После чего тарки стали смотреть на меня с некоторым почтением, заставив призадуматься о странностях искусства: похоже, этот «шедевр» обрел настоящее признание только при наличии подписи, то есть по жанру принадлежал к выкидышу графики — комиксу.
…Камин пылал, из кухни доносились упоительные ароматы скампий в чесночном масле, и рагу из дичи по-охотничьи. Мотя, ловко орудуя бутылками, бокалами и кассой, царил за стойкой.
— Клиент, — говорил он скучным голосом, раскидывая по ящичкам кассы мелочь, — послушайте, клиент. Вы уже даже не больной, вы уже просто дохлый на всю голову. Так что плюньте на голову, включайте мозг. У вас с ним ещё будет грустное завтра, где вы проснетесь в безвоздушном пространстве с такой яркой мечтой о холодном пиве, что станете плакать и чесаться, причем не рукой, а вилкой… А между тем вы уже сейчас гребете в кармане, как ковшом в иссякшем руднике. Встряхнитесь, клиент! Вспомните, что вы мужчина! Примите волевое решение, и идите себе домой…
Клиент — какой-то загулявший старатель, — мотал тяжелой башкой, уныло заглядывал в пустой стакан, и видно было, что из Мотиных увещеваний до него доходит одно слово из трех.

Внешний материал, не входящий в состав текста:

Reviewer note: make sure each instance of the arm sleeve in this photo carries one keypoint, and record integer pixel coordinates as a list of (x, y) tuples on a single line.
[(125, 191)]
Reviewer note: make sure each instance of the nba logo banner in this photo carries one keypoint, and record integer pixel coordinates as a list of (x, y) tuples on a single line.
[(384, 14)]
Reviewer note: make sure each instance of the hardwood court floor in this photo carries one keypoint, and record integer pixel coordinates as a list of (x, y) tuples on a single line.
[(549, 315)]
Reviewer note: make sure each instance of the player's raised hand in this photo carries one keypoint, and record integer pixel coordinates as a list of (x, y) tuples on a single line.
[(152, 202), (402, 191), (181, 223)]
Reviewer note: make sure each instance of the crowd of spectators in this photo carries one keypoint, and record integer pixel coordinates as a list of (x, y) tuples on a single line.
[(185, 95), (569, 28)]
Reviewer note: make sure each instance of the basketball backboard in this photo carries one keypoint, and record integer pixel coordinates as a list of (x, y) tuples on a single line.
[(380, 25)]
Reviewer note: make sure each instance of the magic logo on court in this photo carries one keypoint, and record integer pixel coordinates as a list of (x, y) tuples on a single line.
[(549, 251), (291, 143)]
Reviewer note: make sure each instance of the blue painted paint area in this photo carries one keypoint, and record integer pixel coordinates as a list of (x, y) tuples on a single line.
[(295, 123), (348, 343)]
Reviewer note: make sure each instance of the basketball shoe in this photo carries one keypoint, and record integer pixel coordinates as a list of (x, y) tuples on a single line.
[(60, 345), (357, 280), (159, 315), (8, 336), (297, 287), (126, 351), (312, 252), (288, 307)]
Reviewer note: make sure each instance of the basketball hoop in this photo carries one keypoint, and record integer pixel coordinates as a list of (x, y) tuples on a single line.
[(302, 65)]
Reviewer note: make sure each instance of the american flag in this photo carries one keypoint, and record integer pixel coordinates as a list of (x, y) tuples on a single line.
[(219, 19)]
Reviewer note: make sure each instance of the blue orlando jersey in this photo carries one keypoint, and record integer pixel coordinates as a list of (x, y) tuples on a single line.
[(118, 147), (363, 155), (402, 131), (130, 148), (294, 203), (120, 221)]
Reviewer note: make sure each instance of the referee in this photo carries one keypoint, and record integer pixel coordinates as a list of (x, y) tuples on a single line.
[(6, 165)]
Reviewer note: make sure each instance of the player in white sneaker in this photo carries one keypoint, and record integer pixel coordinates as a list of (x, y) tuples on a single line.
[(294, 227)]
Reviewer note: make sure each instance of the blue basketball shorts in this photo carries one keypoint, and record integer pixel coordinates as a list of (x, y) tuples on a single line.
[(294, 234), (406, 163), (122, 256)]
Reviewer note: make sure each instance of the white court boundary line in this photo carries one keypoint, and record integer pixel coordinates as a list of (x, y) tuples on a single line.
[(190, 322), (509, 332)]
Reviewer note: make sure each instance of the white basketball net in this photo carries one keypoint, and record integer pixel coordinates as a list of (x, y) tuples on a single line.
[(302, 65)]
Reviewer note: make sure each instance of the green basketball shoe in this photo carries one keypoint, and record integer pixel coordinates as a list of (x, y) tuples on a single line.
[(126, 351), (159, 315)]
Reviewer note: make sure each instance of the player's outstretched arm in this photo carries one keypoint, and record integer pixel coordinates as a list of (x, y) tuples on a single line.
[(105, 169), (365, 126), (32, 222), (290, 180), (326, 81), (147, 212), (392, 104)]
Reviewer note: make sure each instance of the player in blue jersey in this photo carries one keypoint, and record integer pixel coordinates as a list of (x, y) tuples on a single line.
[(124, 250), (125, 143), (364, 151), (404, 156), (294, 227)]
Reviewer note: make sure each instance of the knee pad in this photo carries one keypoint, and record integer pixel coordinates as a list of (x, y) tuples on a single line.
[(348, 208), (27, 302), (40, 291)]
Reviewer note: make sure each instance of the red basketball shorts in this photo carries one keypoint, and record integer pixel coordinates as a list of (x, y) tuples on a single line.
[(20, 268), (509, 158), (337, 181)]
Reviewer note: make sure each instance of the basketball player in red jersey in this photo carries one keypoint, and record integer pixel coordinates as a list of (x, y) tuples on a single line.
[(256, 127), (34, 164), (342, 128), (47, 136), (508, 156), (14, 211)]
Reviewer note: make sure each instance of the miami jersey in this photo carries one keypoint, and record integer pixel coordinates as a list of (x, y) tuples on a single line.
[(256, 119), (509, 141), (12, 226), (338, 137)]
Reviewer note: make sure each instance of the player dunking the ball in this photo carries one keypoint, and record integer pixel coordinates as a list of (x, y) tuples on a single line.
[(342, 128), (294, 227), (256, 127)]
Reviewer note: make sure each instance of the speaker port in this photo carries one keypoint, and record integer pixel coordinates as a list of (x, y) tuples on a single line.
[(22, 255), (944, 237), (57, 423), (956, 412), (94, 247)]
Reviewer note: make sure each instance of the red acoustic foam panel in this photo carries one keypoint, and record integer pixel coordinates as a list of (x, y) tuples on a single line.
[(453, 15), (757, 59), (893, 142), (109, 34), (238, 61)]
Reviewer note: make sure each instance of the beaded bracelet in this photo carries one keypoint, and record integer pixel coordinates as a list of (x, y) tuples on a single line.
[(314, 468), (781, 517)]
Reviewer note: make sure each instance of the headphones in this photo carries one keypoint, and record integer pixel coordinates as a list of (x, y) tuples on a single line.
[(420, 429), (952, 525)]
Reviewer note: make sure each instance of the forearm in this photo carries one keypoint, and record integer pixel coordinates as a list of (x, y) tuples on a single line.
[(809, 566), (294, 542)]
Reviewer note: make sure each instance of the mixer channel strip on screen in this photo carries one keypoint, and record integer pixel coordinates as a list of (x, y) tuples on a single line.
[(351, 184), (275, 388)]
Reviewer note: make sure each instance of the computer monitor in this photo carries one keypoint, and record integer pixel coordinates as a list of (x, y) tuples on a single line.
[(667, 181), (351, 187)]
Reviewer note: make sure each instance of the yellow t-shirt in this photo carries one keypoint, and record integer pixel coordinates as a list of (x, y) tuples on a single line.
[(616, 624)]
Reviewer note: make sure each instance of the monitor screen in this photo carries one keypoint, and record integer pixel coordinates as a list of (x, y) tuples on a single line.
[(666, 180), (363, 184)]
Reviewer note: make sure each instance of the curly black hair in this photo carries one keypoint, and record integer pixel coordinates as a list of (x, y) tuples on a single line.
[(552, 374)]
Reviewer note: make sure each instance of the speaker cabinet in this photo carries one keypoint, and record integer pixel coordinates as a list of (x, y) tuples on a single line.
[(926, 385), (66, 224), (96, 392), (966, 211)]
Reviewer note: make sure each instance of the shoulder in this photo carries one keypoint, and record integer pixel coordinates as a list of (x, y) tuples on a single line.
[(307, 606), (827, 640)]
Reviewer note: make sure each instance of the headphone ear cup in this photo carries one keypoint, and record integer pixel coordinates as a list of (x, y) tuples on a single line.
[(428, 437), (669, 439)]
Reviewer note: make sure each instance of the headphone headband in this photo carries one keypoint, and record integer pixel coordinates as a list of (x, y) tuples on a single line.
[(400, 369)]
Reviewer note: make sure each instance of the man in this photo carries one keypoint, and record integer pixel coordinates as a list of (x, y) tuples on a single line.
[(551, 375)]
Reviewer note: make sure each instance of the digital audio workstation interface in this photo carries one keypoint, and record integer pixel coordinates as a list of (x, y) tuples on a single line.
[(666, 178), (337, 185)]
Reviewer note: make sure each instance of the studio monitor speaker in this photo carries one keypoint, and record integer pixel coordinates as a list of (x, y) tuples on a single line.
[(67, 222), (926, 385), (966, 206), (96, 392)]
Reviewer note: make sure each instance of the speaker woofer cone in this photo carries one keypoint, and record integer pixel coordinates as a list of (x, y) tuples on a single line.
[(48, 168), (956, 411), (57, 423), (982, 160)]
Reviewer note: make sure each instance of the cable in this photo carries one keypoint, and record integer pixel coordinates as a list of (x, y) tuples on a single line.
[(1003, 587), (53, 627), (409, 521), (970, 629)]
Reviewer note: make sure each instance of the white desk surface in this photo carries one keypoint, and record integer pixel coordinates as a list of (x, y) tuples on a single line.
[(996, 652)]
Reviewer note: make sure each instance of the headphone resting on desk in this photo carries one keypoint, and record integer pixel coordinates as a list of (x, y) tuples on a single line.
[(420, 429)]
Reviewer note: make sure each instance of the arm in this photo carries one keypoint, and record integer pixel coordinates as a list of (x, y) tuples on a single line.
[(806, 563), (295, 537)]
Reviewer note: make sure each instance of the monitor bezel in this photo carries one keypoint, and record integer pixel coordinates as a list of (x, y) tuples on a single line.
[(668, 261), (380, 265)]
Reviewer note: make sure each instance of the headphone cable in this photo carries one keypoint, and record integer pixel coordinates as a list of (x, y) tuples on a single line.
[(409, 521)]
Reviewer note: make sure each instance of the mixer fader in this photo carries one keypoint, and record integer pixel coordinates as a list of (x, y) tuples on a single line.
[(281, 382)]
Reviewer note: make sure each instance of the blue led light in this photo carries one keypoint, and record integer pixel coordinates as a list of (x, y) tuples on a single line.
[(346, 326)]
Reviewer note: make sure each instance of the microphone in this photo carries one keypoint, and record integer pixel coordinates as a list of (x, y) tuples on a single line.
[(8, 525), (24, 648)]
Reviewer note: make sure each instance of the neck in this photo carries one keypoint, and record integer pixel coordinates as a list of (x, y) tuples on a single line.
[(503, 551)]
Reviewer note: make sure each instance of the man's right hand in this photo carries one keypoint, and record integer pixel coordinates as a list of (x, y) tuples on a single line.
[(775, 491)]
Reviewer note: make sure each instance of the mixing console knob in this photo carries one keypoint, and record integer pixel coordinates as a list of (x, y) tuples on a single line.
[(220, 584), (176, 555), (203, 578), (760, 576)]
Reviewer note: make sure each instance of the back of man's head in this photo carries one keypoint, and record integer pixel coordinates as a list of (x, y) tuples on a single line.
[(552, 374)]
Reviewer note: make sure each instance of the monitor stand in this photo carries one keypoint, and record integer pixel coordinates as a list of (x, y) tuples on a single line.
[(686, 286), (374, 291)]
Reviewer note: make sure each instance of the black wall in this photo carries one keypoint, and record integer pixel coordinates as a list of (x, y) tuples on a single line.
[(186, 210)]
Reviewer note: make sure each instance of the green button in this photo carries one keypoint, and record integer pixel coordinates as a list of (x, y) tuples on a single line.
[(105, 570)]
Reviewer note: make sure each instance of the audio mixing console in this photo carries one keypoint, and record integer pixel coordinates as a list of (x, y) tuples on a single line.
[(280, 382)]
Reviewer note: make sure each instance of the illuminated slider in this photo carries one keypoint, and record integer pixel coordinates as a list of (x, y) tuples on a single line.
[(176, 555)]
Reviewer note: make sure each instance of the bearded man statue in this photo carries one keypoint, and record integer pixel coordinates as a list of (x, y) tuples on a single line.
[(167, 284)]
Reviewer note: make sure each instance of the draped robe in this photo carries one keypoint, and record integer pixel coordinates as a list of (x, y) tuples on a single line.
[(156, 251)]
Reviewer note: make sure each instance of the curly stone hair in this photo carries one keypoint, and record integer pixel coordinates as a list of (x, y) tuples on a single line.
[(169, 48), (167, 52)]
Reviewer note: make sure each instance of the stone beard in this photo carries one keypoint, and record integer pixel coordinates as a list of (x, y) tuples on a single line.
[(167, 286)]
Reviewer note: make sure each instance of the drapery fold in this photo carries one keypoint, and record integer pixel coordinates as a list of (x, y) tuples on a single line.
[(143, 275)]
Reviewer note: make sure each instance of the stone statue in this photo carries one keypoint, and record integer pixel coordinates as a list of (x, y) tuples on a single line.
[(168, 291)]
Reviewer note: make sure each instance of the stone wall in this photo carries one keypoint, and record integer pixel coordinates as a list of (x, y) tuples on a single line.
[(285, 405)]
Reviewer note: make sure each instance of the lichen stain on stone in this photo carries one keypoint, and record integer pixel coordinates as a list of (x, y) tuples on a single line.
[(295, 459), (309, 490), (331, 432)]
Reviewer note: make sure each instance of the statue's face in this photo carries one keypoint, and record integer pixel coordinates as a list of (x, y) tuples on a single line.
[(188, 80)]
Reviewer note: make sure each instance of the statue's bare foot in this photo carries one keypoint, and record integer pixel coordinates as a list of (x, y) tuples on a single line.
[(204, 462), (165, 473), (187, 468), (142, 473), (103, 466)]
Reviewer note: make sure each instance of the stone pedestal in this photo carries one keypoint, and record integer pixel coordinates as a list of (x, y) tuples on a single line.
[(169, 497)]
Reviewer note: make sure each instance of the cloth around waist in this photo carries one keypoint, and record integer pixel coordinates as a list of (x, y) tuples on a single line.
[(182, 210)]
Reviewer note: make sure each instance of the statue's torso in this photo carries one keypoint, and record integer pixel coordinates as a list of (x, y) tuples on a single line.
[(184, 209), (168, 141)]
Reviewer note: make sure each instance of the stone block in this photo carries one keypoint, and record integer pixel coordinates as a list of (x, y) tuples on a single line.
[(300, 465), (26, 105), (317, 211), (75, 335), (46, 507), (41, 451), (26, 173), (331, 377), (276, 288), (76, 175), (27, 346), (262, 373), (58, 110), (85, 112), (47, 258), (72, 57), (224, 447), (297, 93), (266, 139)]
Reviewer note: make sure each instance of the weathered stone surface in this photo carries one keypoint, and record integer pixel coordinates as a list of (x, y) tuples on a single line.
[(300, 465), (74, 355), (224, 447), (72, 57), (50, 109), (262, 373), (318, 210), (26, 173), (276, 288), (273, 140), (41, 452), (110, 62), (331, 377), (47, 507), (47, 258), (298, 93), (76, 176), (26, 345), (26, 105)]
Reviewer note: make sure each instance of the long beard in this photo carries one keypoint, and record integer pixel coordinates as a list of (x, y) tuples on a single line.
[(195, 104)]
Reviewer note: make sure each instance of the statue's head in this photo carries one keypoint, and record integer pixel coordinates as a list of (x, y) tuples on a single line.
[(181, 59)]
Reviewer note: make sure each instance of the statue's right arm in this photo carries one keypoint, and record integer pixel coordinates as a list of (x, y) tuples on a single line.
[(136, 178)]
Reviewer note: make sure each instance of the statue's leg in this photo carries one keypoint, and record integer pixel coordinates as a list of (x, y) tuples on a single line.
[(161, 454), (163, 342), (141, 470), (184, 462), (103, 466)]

Однако я заметила, что он перестал делать призывные движения рукой в сторону стойки, и стал делать их в сторону куртки, висящей на спинке стула.
…Затеваясь с Четвергом, я отлично понимала, что прекрасная кухня — это ещё далеко не всё. Изба, как известно, красна пирогами, а трактир — барменом; Дуг со своим «Повешенным» в этом смысле задрал планку так, что уж и непонятно, как соответствовать, разве только стараться не слишком отставать. Ни я, ни Габи стоять за стойкой лично не собирались — времени нет, служба, да и не факт, что сможем всерьез конкурировать с Дугом. Я всю голову изломала, как быть; но тут по делам как раз службы меня занесло в Акзакс, и там, забежав в случайное бистро выпить кофе, я вдруг услышала примечательный диалог.
К стойке подошел невзрачный человечек, одетый чисто, но, мягко говоря, скромно.
— А, Мотя! — приветствовал его бармен, — как дела?
— Какие дела, друг, — ответил человечек мрачно, — все дела уже давно ходят с Мотей по разным улицам… Дела у миллиардера-Стэниса, а у Моти на счету — голодная смерть под чужим забором.